Federal Government Aims to Ease Paperwork for Loan Repayments

on January 17, 2017

The U.S. Departments of Treasury and Education announced today that they working on a system to electronically share tax data from multiple years for federal student loan borrowers participating in Income-Driven Repayment (IDR) plans.

The plan is aimed at creating a new digital system at the U.S. Department of Education’s Office of Federal Student Aid (FSA). It will simplify income-driven repayment plans.

 

The system will benefit borrowers because federal loan recipients who fail to provide annual tax information in a timely fashion typically see their IDR payments dramatically increase. Payments are reset by law when no income information has been submitted. In such cases, payments are reset based on the amount needed to pay off the loan under a 10-year schedule, rather than the borrower’s income. 

 

The system eliminates the current need for borrowers to submit additional income statements or annual authorization to the federal government.

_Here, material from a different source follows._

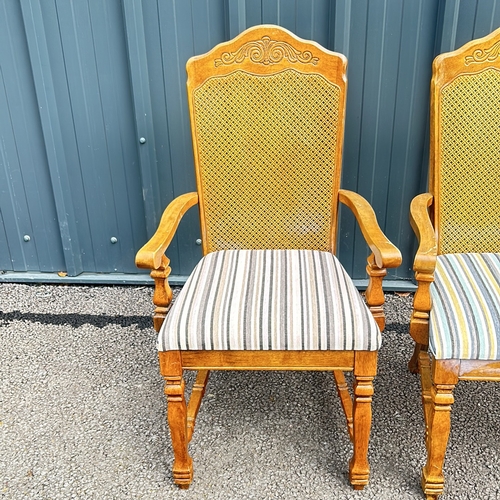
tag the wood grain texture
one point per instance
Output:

Borrowers must agree to let their tax information be shared between the IRS and FSA. That information will date back five years.

 

“A multi-year consent system will provide relief for millions of student loan borrowers and will reduce unnecessary forbearances, delinquencies and defaults,” Treasury Deputy Secretary Sarah Bloom Raskin said.  “Income-driven repayment plans provide an affordable option for borrowers, and this multi-year consent system has the potential to improve outcomes for many of them.”

 

The consent system will be housed at the U.S. Department of Education. Information that is shared with Education will be limited to what is necessary for determining eligibility for the repayment plans.